Un "début de rapprochement" entre le gouvernement belge et le patron de Lufthansa

Carsten Spohr, patron de Lufthansa, quittant le 16 rue de la loi
Carsten Spohr, patron de Lufthansa, quittant le 16 rue de la loi - © DIRK WAEM - BELGA

Pas encore d’accord mais "un début de rapprochement". Voilà ce qui ressort de la rencontre entre Carsten Sporh, le patron de Lufthansa et la première ministre Sophie Wilmès. Ils se sont vus ce midi, pendant environ deux heures, en compagnie des ministres Alexander De Croo (Finances) et Nathalie Muylle (Emploi) ainsi que de Thorsten Dirks et Dieter Vrancks de Brussels Airlines.

L’objectif est de discuter de l’avenir de Brussels Airlines et surtout de l’aide d’Etat sollicitée par le patron de Lufthansa, maison mère de Brussels Airlines. La compagnie aérienne belge a annoncé mardi un important plan de restructuration, avec jusqu’à mille suppressions d’emploi (un quart du personnel). Déjà dans les difficultés donc, Brussels Airlines subit aussi le choc de la crise coronavirus. Cet avenir est donc plus que sombre.

Une aide oui, mais à quelles conditions ?

Le gouvernement ne devrait pas intervenir dans le plan social en cours. Par contre, il est prêt à aider financièrement Brussels Airlines, à hauteur vraisemblablement de 290 millions d’euros. Mais l’état veut aussi l’assurance que son aide sera utilisée pour faire de Brussels Airlines une compagnie aérienne pérenne. Dans son communiqué publié à l’issue de la réunion, le gouvernement écrit : "Des garanties doivent ainsi être données en vue d’une mise en œuvre correcte d’un business plan réaliste et tourné sur l’avenir pour Brussels Airlines, axé sur une croissance rentable, responsable du point de vue écologique et offrant des perspectives d’emploi."

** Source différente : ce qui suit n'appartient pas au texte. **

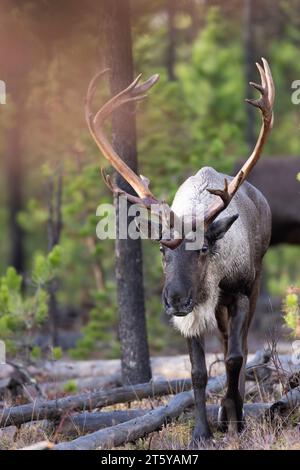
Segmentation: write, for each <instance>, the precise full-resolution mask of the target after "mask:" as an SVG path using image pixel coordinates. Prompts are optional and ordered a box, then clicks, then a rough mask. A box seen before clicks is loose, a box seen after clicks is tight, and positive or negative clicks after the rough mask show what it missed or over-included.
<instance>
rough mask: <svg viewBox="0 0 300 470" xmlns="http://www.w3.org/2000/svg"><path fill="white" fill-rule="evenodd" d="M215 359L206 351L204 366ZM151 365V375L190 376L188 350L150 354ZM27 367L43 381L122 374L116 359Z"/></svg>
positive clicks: (68, 379)
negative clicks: (165, 354)
mask: <svg viewBox="0 0 300 470" xmlns="http://www.w3.org/2000/svg"><path fill="white" fill-rule="evenodd" d="M253 357H254V355H249V360H251V359H252V358H253ZM216 359H220V360H221V359H223V354H212V353H207V354H206V363H207V367H208V368H209V367H210V365H211V364H212V363H214V362H215V361H216ZM221 362H222V361H221ZM151 368H152V374H153V377H154V378H164V379H166V380H167V379H174V377H176V378H177V379H183V378H189V377H190V374H191V364H190V359H189V356H188V355H187V354H183V355H178V356H160V357H152V358H151ZM28 370H29V371H30V373H31V374H32V375H34V376H38V377H40V378H42V379H43V380H46V381H50V380H51V381H52V380H56V381H64V380H70V379H82V378H87V377H106V376H108V375H111V374H112V375H115V374H116V375H117V376H119V377H121V363H120V360H119V359H105V360H101V359H97V360H87V361H76V362H75V361H63V360H60V361H55V362H53V361H46V362H45V363H43V364H42V365H41V366H30V367H29V368H28ZM223 370H224V369H223Z"/></svg>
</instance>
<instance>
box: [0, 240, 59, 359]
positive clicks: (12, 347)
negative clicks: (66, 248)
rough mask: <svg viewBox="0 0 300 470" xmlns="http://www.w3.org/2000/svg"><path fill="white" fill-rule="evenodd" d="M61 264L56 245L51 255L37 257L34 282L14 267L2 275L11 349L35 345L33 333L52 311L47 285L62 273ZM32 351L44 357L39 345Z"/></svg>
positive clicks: (31, 352) (19, 348)
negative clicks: (47, 284) (47, 291)
mask: <svg viewBox="0 0 300 470" xmlns="http://www.w3.org/2000/svg"><path fill="white" fill-rule="evenodd" d="M61 264H62V257H61V249H60V247H59V246H56V247H55V248H54V249H53V250H52V251H51V252H50V253H49V254H48V255H47V256H44V255H41V254H37V255H36V256H35V260H34V266H33V270H32V277H31V281H30V283H29V282H28V279H27V278H26V279H25V278H22V276H20V275H18V274H17V273H16V271H15V269H14V268H13V267H8V268H7V271H6V273H5V275H4V276H2V277H0V331H1V339H3V340H5V341H6V342H7V346H8V350H9V351H14V352H16V351H17V350H20V351H22V349H23V348H24V347H25V348H32V347H33V343H32V341H33V333H34V331H36V329H38V328H39V327H40V326H41V325H42V324H43V322H44V321H45V319H46V317H47V314H48V293H47V284H48V282H49V281H50V280H52V279H53V278H54V277H55V276H56V275H57V274H58V273H59V270H60V268H61ZM31 353H32V357H34V358H38V357H39V356H40V350H39V348H37V347H33V349H32V352H31Z"/></svg>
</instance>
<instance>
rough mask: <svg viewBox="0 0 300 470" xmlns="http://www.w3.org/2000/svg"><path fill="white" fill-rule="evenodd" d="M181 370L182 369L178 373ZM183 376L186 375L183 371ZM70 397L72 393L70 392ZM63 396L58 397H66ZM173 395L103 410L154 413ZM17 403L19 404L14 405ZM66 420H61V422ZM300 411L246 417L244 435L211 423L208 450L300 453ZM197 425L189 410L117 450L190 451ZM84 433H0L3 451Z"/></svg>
mask: <svg viewBox="0 0 300 470" xmlns="http://www.w3.org/2000/svg"><path fill="white" fill-rule="evenodd" d="M178 359H179V360H180V363H182V364H183V365H182V369H183V368H184V367H185V362H184V361H185V359H184V357H183V356H178ZM209 370H210V376H212V377H213V376H215V375H219V374H222V373H223V372H224V363H223V362H222V361H220V360H218V361H217V362H216V363H215V364H213V365H212V367H210V368H209ZM179 371H180V370H179ZM182 374H186V372H185V371H182ZM280 393H281V390H280V387H279V386H278V387H277V388H276V387H275V388H274V389H273V390H272V391H269V392H268V391H266V390H263V389H260V387H258V388H257V389H256V391H255V392H253V394H252V395H251V393H249V392H248V394H247V400H246V402H247V403H251V402H257V401H259V402H264V403H270V402H274V401H276V400H277V399H278V397H279V396H280ZM68 394H69V393H68ZM223 394H224V392H223V393H222V394H215V395H213V396H210V397H209V398H208V399H207V403H208V404H219V403H220V400H221V397H222V395H223ZM63 395H64V393H61V394H59V396H63ZM170 397H171V396H163V397H155V398H151V399H149V398H147V399H141V400H136V401H133V402H131V403H120V404H117V405H113V406H109V407H103V408H102V409H101V411H112V410H127V409H138V408H140V409H143V410H147V409H149V410H151V409H153V408H157V407H158V406H161V405H166V404H167V403H168V401H169V400H170ZM11 404H14V405H15V404H16V403H11ZM63 419H64V418H61V422H62V421H63ZM299 423H300V410H299V408H298V409H297V410H296V411H293V412H292V413H291V414H289V415H288V416H287V417H285V418H279V417H278V419H277V420H276V421H275V422H272V423H268V422H267V421H265V420H261V419H254V418H250V417H247V418H246V424H245V428H244V430H243V432H242V433H241V434H240V435H239V436H236V435H230V434H222V433H220V432H219V431H218V430H217V423H215V422H211V423H210V424H211V428H212V431H213V434H214V437H213V439H212V440H211V441H210V442H209V443H207V444H206V445H205V448H206V449H210V450H216V449H222V450H251V449H253V450H254V449H257V450H291V449H293V450H300V441H299ZM193 425H194V415H193V410H192V409H189V410H187V411H186V412H184V413H182V414H181V416H180V417H179V418H178V419H177V420H176V421H175V422H171V423H169V424H166V425H165V426H163V427H162V429H160V430H159V431H156V432H152V433H151V434H149V435H148V436H147V437H145V438H143V439H139V440H137V441H136V442H135V443H129V444H126V445H124V446H121V447H118V449H120V450H148V451H149V450H182V449H187V447H188V445H189V441H190V439H191V434H192V429H193ZM80 435H81V433H80V432H79V431H78V430H76V429H74V433H73V435H72V436H71V437H70V436H67V435H63V434H62V433H60V424H58V425H57V426H56V430H55V431H54V430H53V429H47V428H46V427H45V425H44V423H43V422H35V423H30V422H29V423H26V424H23V425H22V426H21V427H20V428H19V429H18V428H17V427H15V426H8V427H7V428H3V429H2V430H0V449H3V450H4V449H10V450H13V449H20V448H23V447H26V446H29V445H31V444H33V443H36V442H39V441H44V440H47V441H50V442H62V441H68V440H71V439H74V438H76V437H79V436H80Z"/></svg>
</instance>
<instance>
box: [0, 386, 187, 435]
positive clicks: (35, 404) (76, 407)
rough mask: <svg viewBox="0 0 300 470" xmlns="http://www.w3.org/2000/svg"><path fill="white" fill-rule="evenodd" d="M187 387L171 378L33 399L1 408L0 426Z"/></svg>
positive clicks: (183, 389) (103, 404) (66, 412)
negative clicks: (151, 381)
mask: <svg viewBox="0 0 300 470" xmlns="http://www.w3.org/2000/svg"><path fill="white" fill-rule="evenodd" d="M190 388H191V380H189V379H185V380H171V381H170V382H168V381H160V382H149V383H146V384H139V385H134V386H127V387H120V388H114V389H111V390H102V391H99V392H91V393H82V394H78V395H73V396H68V397H64V398H60V399H57V400H47V401H46V400H43V401H42V400H36V401H35V402H34V403H28V404H25V405H19V406H14V407H10V408H4V409H3V410H2V413H1V417H0V427H5V426H10V425H15V426H18V425H20V424H22V423H25V422H27V421H33V420H40V419H57V418H59V417H60V416H62V415H64V414H65V413H67V412H69V411H80V410H93V409H95V408H103V407H104V406H110V405H115V404H116V403H128V402H131V401H134V400H141V399H143V398H151V397H159V396H163V395H170V394H174V393H177V392H178V391H181V390H189V389H190Z"/></svg>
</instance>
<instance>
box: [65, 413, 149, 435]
mask: <svg viewBox="0 0 300 470" xmlns="http://www.w3.org/2000/svg"><path fill="white" fill-rule="evenodd" d="M146 413H149V409H147V410H145V409H139V408H138V409H128V410H116V411H98V412H92V413H91V412H88V411H84V412H83V413H74V414H72V415H70V416H68V417H67V418H66V419H65V420H63V421H62V424H60V425H59V426H58V432H59V434H62V435H64V436H74V435H75V436H76V435H79V434H87V433H91V432H95V431H98V430H99V429H103V428H108V427H111V426H115V425H116V424H120V423H125V422H126V421H129V420H131V419H134V418H138V417H140V416H144V415H145V414H146Z"/></svg>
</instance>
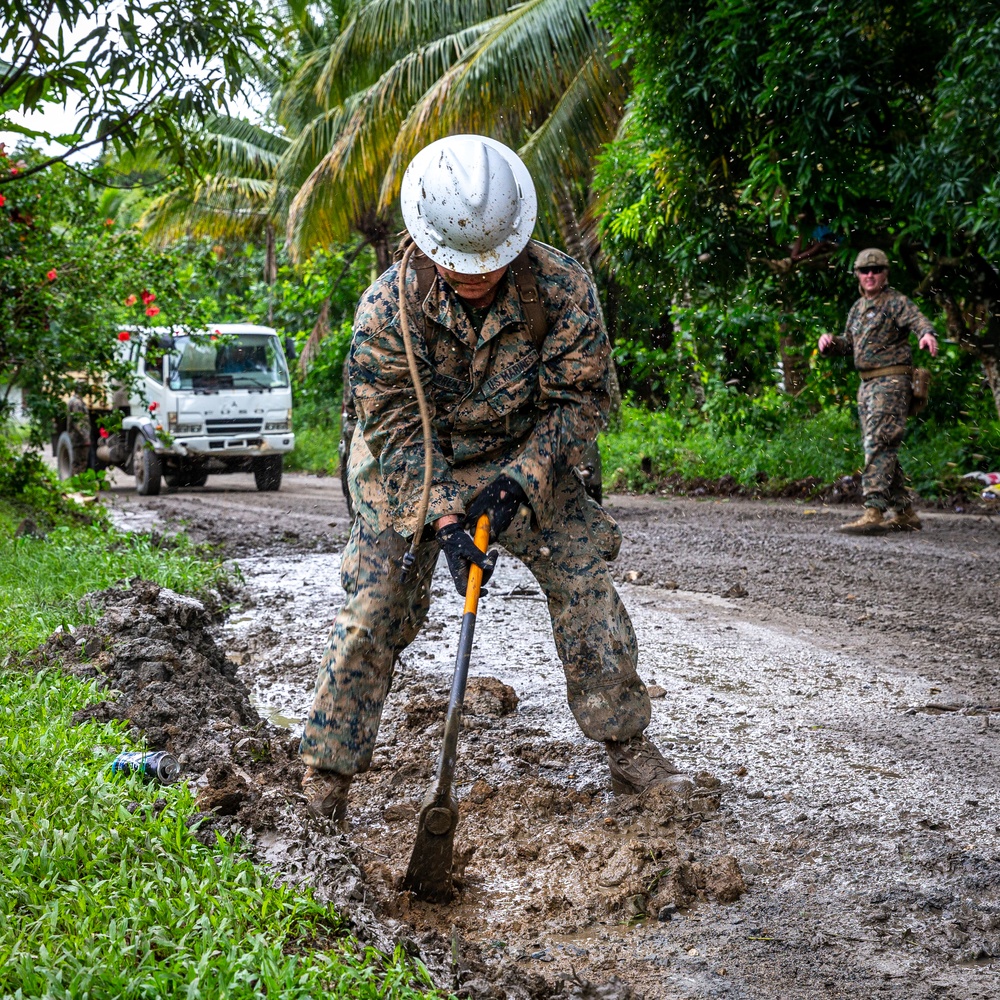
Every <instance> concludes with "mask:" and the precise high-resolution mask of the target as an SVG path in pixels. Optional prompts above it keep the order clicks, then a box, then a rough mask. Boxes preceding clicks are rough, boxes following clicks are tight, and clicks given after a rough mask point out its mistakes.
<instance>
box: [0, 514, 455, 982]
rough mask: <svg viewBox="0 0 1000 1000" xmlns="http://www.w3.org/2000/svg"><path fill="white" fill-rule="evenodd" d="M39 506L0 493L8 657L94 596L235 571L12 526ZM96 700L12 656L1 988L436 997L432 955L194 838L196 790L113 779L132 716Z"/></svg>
mask: <svg viewBox="0 0 1000 1000" xmlns="http://www.w3.org/2000/svg"><path fill="white" fill-rule="evenodd" d="M24 512H25V511H24V510H23V509H22V508H20V507H19V508H15V507H13V506H11V505H10V504H9V503H6V502H0V623H2V624H0V663H3V662H4V660H5V653H6V651H8V650H11V649H14V650H18V649H20V650H24V649H28V648H30V647H32V646H34V645H35V644H37V643H38V642H39V641H40V640H41V639H43V638H44V637H46V636H47V635H48V634H49V633H51V632H52V631H53V629H54V628H55V627H56V626H58V625H62V624H72V623H74V622H78V621H79V620H80V612H79V610H78V608H77V606H76V605H77V599H78V598H79V597H80V596H81V595H82V594H84V593H86V592H88V591H92V590H97V589H100V588H103V587H107V586H109V585H111V584H114V583H116V582H120V581H122V580H125V579H128V578H129V577H132V576H135V575H142V576H145V577H147V578H149V579H154V580H156V581H158V582H159V583H161V584H164V585H166V586H170V587H173V588H175V589H177V590H180V591H186V592H189V593H190V592H192V591H194V592H197V590H198V589H199V588H202V587H205V586H209V585H211V584H213V583H217V582H219V580H220V577H221V575H222V573H223V572H224V570H223V567H222V566H221V564H220V563H219V561H218V560H217V559H216V558H215V557H213V556H211V555H210V554H206V553H205V552H204V551H203V550H201V549H198V548H197V547H195V546H192V545H190V544H188V543H186V542H184V541H183V539H181V540H179V541H178V543H177V545H176V546H173V547H169V548H162V549H161V548H158V547H157V546H156V545H154V544H153V543H152V541H151V540H150V539H148V538H146V537H143V536H136V535H126V534H123V533H122V532H119V531H116V530H114V529H113V528H111V527H110V526H108V525H106V524H100V523H98V524H93V525H78V524H73V525H64V526H62V527H58V528H56V529H55V530H52V531H50V533H49V534H48V535H47V536H46V537H45V538H44V539H35V538H15V537H14V528H15V526H16V524H17V522H18V520H19V519H20V517H21V516H23V514H24ZM99 697H100V696H99V695H98V693H97V691H96V689H95V687H94V685H93V684H92V683H91V682H84V681H81V680H79V679H76V678H73V677H71V676H69V675H66V674H63V673H62V672H61V671H60V670H59V669H58V664H52V665H50V666H49V667H48V668H47V669H45V670H43V671H40V672H38V673H30V672H25V671H21V670H17V669H11V668H9V667H8V668H6V669H3V668H0V816H3V821H2V822H0V886H2V890H0V998H2V1000H7V998H11V1000H13V998H21V997H46V998H53V1000H64V998H65V1000H70V998H73V1000H76V998H81V1000H82V998H91V1000H104V998H106V1000H113V998H119V997H123V998H149V1000H153V998H174V997H176V998H181V997H183V998H192V997H197V998H214V997H226V998H243V997H264V996H267V997H269V998H298V997H302V998H305V997H319V996H331V997H345V998H346V997H351V998H360V1000H368V998H371V1000H375V998H379V1000H409V998H416V997H422V996H439V994H437V993H436V992H435V991H433V990H432V989H431V986H430V981H429V978H428V976H427V973H426V970H425V969H423V967H422V966H420V965H419V964H417V963H414V962H412V961H411V960H409V959H408V958H406V957H405V956H404V955H403V953H402V951H397V953H396V954H394V955H391V956H387V955H382V954H380V953H378V952H376V951H374V950H373V949H370V948H365V947H364V946H362V945H360V944H359V943H358V942H357V941H356V940H355V939H353V938H351V937H350V936H349V935H348V933H347V929H346V928H345V927H344V925H343V924H342V922H341V920H340V918H339V917H338V916H337V914H336V913H335V912H334V910H333V909H332V908H331V907H330V906H329V905H327V904H324V903H321V902H319V901H318V900H316V899H315V898H314V897H313V896H312V895H311V893H310V892H308V891H304V890H302V889H293V888H288V887H281V886H278V885H276V884H275V883H274V880H273V878H272V877H271V876H270V875H269V874H267V873H265V872H262V871H260V870H258V869H256V868H255V867H254V866H253V865H252V863H251V862H250V861H249V860H248V859H247V858H246V857H245V856H244V855H243V854H241V853H240V850H239V845H238V843H227V842H225V841H223V840H221V839H217V840H216V842H214V843H212V844H211V845H210V846H208V847H206V846H204V845H203V844H201V843H200V842H199V841H198V840H196V839H195V837H194V836H193V834H194V832H195V830H194V829H192V828H191V827H189V825H188V824H189V821H190V818H191V816H192V815H193V814H194V813H195V812H196V807H195V804H194V801H193V798H192V793H191V791H190V790H189V789H188V788H187V786H186V785H184V784H179V785H175V786H171V787H167V788H164V787H161V786H150V785H144V784H142V783H141V782H140V781H139V779H137V778H129V777H122V776H112V775H111V774H110V772H109V771H108V762H109V761H110V759H111V757H112V756H113V755H114V754H115V753H117V752H118V751H119V750H120V749H121V748H122V747H128V746H130V741H129V738H128V737H127V736H126V734H125V730H124V728H123V727H121V726H120V725H98V724H96V723H87V724H84V725H81V726H73V725H72V724H71V720H72V716H73V713H74V712H75V711H76V710H78V709H80V708H82V707H84V706H85V705H87V704H88V703H90V702H93V701H95V700H97V699H98V698H99ZM159 799H162V800H163V807H162V808H161V807H160V806H159V805H158V806H157V808H155V809H154V808H153V806H154V803H155V802H157V800H159Z"/></svg>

De son côté, on sait que le patron de Lufthansa n’entend pas voir un état s’immiscer dans sa gestion. Du coup, aujourd’hui, les deux parties autour de la table des discussions ne le cachent pas, ce n’est pas encore gagné. "Les contacts ont été très difficiles" ces dernières semaines précise même le communiqué, alors chacun marche sur des œufs. Cette rencontre est un premier contact, qui abouti à un "début de rapprochement. […] Tant Lufthansa Group que l’État belge reconnaissent l’importance de Brussels Airlines en tant que hub économique offrant une connectivité étendue, et l’importance d’un plan de croissance ambitieux qui se concentre sur le continent africain et nord-américain."

Et pour le reste, les négociations vont se poursuivre. Avec à l’œil, les discussions en cours entre syndicats et direction de Brussels Airlines, mais aussi celles entre Lufthansa Group et l’État allemand.

Conseil d’entreprise extraordinaire chez Swissport

Aujourd’hui, il n’y a pas que Bruxelles Airlines qui a des craintes quant à son avenir. La pandémie touche beaucoup d’entreprises du secteur aéronautique. Et les difficultés de Brussels Airlines pourraient précipiter le sort de certaines d’entre elles, créer une sorte de réaction en chaîne.

C’est ce que redoutent les travailleurs de Swissport. La société de manutention aéroportuaire, qui gère notamment les bagages de Brussels Airlines, tenait ce vendredi un conseil d’entreprise extraordinaire. Cette réunion était convoquée suite à la diffusion d’informations dans la presse, sur les difficultés financières de Swissport. Mais aucun doute que la situation de Brussels Airlines a également été évoquée.

Pas d’annonce de licenciements à l’issue de cette réunion, mais un plan de transformation devrait être mis sur la table en juin. POur la direction, la crise du Coronavirus laissera longtemps des traces : "Il est clairement établi à ce stade que la situation mettra longtemps avant de retourner à la normale. Selon les propres prévisions de redémarrage de nos compagnies clientes, nous tablons sur environ 40% d’activité d’ici la fin de l’année, et sans doute pas plus de 70 à 80% en 2021."